- Theatrical release poster
- Directed by: Olaf de Fleur Johannesson
- Written by: Olaf de Fleur Johannesson Benedikt Jóhannesson
- Produced by: Arleen Cuevas Olaf de Fleur Johannesson Stefan C. Schaefer Helgi Sverrisson
- Cinematography: Rune Kippervik Butch Maddul Ragnar Santos
- Edited by: Benedikt Jóhannesson Olaf de Fleur Johannesson Dagur Kári
- Music by: Pavel E. Smid
- Distributed by: Poppoli Pictures
- Release date: 10 February 2008 (Berlin International Film Festival);
- Running time: 90 minutes (orig.); 80 minutes
- Countries: Iceland Philippines France Thailand
- Languages: Icelandic Visayan English Thai
- Budget: $400,000 (estimated)

= The Amazing Truth About Queen Raquela =

2008 film by Olaf de Fleur

The Amazing Truth About Queen Raquela is a 2008 drama film directed by Olaf de Fleur Johannesson.

==Premise==
Raquela, a Filipino transsexual prostitute, dreams of making a new life in Paris.
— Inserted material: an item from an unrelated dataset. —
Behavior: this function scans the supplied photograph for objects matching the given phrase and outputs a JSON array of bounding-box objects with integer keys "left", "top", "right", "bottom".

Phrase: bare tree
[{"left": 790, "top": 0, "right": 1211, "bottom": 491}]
She becomes an Internet porn star and meets Valerie, an Icelandic transsexual, and Michael, the owner of the website she works for.

==Cast==
- Raquela Rios as Herself
- Stefan Schaefer as Ardilo, Michael
- Olivia Galudo as Olivia
- Brax Villa as Aubrey
- Valerie Grand Einarsson as Valerie Einarsson

==Distribution and reception==
The film showed at the 2008 Berlin International Film Festival where it won the Teddy Award for Best Feature Film. It has been screened in the Emerging Visions section of the 2008 South by Southwest festival in the United States.

It received the Grand Jury Prize in the 10th 2008 Cinemanila International Film Festival at Malacañan Palace's Kalayaan Hall.